When I look at the comparison of 'treated2 vs control' I notice that most of the genes that hit statistical adjusted p-value are 'log2FoldChange' positive - meaning they are up-regulated in treated2.
Does this make sense? I guess I would expect to see relative equal numbers of up/down regulated genes.. what can you make of this?
Thanks
That sounds like more of a biology question than a bioinformatics question. Based on the treatment would you expect global/general upregulation? Some treatments cause global gene silencing/upregulation so those results would be expected.
Are you also applying a log2FoldChange cutoff? If you apply that cutoff (look for genes with |log2FC| > 1 and FDR < 0.05) do you still see this pattern?

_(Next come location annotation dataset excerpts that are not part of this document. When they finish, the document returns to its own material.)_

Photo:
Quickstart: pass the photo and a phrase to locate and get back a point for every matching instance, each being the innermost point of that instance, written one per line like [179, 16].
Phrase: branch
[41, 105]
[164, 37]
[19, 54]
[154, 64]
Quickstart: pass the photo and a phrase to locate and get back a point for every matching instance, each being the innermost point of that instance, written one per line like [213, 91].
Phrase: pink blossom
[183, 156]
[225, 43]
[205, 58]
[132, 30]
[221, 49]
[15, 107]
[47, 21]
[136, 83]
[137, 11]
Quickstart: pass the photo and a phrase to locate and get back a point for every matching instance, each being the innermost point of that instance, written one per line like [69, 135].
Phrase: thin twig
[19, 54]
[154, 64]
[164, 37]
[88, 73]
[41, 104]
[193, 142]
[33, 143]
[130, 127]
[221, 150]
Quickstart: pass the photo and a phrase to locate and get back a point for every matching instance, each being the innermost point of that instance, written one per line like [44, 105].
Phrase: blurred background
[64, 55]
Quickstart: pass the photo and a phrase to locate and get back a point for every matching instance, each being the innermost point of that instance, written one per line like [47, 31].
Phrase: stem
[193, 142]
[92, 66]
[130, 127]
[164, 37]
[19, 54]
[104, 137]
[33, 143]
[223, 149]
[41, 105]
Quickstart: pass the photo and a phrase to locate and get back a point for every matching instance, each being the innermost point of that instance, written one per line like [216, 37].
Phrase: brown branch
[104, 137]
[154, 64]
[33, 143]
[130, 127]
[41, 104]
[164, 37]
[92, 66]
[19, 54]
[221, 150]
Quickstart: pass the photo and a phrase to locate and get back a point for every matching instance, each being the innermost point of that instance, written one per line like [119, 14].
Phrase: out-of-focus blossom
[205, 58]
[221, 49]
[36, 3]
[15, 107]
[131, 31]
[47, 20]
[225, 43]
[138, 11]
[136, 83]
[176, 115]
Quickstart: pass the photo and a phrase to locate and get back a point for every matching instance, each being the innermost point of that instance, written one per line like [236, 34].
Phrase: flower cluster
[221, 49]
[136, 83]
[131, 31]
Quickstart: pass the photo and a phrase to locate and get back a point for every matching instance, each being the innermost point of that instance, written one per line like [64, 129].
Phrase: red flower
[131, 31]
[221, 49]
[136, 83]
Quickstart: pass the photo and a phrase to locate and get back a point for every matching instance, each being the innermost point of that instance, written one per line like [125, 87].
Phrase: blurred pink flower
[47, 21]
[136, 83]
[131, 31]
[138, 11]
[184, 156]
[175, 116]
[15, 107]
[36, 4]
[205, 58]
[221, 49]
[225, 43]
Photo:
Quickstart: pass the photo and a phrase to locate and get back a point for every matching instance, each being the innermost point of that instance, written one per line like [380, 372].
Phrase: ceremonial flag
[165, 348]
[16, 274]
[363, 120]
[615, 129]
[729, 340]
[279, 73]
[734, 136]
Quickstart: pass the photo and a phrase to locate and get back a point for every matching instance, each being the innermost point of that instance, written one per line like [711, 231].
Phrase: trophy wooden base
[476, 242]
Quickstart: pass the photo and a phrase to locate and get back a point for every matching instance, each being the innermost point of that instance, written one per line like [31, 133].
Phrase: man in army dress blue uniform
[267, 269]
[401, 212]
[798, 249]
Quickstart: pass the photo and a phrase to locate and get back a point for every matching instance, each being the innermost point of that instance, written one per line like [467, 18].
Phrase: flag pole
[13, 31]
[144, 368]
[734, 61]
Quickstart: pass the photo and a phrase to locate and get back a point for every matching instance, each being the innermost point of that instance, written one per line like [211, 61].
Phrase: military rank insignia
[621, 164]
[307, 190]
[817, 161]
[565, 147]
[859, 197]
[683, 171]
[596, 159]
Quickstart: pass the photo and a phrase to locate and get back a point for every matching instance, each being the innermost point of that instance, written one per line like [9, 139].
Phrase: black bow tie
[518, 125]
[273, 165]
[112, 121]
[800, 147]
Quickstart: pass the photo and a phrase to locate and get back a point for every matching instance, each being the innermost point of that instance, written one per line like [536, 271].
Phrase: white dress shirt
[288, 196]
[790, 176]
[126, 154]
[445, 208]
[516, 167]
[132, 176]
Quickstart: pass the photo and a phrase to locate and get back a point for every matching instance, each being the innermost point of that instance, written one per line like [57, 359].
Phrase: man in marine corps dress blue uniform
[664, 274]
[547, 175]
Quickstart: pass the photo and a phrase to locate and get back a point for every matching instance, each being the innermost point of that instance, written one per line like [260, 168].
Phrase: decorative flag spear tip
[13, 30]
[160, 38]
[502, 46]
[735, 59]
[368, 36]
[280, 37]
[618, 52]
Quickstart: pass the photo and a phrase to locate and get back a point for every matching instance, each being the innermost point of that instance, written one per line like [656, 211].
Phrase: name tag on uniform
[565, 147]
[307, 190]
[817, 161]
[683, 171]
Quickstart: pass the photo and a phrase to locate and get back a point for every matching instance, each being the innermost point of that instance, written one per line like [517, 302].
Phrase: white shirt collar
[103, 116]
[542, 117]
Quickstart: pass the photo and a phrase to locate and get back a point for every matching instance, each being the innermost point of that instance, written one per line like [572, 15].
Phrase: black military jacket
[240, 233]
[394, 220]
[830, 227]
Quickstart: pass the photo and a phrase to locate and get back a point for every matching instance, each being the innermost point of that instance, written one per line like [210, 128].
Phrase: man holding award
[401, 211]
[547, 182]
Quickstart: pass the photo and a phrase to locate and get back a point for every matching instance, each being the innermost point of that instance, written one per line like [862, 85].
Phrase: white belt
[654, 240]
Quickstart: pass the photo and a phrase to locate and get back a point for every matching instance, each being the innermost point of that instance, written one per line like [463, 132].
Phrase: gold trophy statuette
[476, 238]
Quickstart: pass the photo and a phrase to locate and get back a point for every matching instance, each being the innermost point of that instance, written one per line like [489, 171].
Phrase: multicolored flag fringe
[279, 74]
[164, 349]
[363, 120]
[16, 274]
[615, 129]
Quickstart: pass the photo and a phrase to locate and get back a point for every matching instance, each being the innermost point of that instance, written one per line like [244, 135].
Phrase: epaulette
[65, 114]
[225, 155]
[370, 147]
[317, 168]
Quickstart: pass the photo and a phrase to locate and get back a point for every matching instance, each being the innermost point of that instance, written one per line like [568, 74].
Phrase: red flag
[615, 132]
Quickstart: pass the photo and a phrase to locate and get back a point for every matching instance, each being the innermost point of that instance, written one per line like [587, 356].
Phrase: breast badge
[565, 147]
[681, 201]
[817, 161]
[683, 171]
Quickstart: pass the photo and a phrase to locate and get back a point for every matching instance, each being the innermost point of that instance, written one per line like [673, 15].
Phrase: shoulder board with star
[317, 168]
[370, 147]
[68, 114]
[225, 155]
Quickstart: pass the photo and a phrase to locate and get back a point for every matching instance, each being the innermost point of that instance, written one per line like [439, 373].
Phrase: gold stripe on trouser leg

To add to the above, it would also be useful to know if you are applying a minimum count cutoff per gene? Perhaps if you are applying a cutoff well above the default, it could be removing a certain number of genes (up and down-regulated), although of course removing low-expressing genes also has an effect on FDR adjustment. Just a few more details would be helpful.
roy.granit, the point by lshepard is quite valid. Indeed, nobody can really answer your question because you have not given a great amount of detail about your entire processing pipeline. It is also important to know how you derived the raw counts that you input to DESeq2.
Thanks everyone. I'm not applying any cutoffs other than FDR < 0.05.
As for the details, this is 3' RNAseq lib which I have aligned to the genome/transcriptome using STAR and counted the reads with Salmon.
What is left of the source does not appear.